Through formative research and market assessments, we now have a better understanding of the household misconceptions about what constitutes a true (safe) toilet and what are the social drivers to improved sanitation practices. We are learning about the differences in the “readiness” of different countries to replicate/adapt the Total Sanitation and Sanitation Marketing model to scale up rural sanitation. As a team, we are also learning how to learn and, more importantly, how to effectively capture this learning in the form of knowledge products to facilitate capacity building, broader understanding and replication.

The project learning strategy documents the key questions guiding the teams’ learning and details the process for generating, sharing, capturing, and disseminating knowledge about what works. This information will benefit current stakeholders but also future stakeholders who want to promote and implement effective, sustainable, large scale sanitation programs.  

Scaling Up Rural Sanitation is conducting a comprehensive impact evaluation study to document the wide range of health, development, social, and economic outcomes that are believed to be influenced by fecal contamination. For example, there is important but only preliminary evidence that childhood diarrhea is an inhibitor of children's long-term physical and even cognitive development. If true, the child development benefits of reduced diarrhea may overshadow its already enormous health and mortality consequences and this study promises to yield scientifically valid evidence.

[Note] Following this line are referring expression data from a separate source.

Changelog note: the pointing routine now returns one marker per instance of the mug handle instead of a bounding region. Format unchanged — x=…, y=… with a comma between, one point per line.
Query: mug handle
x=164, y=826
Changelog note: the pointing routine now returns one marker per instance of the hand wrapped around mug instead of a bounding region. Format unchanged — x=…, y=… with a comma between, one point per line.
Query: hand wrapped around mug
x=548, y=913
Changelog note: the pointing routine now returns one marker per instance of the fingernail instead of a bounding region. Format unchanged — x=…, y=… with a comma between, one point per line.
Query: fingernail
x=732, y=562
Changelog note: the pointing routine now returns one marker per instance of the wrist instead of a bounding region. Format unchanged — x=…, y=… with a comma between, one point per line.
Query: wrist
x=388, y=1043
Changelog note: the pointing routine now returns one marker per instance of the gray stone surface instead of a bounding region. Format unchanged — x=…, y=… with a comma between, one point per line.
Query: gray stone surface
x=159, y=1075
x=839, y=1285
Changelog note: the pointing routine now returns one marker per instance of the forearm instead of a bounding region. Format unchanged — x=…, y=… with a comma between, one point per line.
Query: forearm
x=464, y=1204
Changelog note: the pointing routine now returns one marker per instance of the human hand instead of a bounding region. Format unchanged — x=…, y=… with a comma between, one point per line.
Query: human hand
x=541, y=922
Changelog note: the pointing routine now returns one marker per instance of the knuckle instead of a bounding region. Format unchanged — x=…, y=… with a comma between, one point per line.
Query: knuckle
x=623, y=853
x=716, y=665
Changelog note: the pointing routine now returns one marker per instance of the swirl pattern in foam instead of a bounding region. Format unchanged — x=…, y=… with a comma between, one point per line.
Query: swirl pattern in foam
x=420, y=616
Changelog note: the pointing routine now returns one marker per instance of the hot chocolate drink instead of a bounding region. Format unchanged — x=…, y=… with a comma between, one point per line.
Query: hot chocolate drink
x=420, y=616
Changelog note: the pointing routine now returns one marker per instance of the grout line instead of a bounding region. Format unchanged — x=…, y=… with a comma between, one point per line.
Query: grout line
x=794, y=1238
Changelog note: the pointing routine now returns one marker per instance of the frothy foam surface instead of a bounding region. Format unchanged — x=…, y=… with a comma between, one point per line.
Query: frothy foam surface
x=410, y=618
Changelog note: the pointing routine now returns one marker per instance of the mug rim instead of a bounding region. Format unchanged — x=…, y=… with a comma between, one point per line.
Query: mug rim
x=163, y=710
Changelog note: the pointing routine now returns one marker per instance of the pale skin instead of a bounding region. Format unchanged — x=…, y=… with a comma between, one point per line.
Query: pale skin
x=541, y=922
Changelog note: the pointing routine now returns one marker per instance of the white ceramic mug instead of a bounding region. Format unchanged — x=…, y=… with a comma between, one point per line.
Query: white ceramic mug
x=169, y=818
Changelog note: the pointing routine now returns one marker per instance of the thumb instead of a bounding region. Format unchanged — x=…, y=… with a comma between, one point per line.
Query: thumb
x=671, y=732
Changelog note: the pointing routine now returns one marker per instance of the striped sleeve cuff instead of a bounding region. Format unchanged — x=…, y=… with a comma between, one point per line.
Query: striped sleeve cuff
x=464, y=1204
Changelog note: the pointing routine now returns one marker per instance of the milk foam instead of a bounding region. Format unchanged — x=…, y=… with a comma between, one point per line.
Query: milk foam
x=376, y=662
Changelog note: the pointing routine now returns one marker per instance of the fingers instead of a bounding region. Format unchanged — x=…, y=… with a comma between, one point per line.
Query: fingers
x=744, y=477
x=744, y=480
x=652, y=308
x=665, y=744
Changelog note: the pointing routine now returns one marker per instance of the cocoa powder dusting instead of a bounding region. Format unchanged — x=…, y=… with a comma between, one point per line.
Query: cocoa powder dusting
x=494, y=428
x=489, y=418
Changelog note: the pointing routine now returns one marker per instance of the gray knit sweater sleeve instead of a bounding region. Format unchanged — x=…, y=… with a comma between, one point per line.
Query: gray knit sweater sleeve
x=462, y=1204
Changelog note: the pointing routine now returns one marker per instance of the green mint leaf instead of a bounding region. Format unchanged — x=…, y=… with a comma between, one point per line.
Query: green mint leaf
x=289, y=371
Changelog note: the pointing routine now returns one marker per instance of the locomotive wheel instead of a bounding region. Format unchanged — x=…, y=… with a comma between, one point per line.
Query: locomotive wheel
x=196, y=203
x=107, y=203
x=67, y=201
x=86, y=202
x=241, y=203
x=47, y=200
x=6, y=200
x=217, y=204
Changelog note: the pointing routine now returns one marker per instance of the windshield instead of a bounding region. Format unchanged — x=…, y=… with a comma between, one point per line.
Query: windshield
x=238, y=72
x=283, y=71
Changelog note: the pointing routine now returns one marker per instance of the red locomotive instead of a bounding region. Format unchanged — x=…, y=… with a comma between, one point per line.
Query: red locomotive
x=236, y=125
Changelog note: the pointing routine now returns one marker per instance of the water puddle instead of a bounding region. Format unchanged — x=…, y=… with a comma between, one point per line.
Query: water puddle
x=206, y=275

The impact evaluation will be run as a set of coordinated, community-randomized, controlled trials of Community-Led Total Sanitation (CLTS) and Sanitation Marketing in two states in India, East Java in Indonesia, and 10 districts in Tanzania. In addition to collecting a broad range of indictators to allow an intensive study of sanitation's economic, developmental, and social welfare impacts, the project costs and the value of these diverse benefits will be closely examined. Research papers presenting findings will be submitted to peer-reviewed journals and evidence-based reports will be disseminated to government officials, stakeholders, and civil society.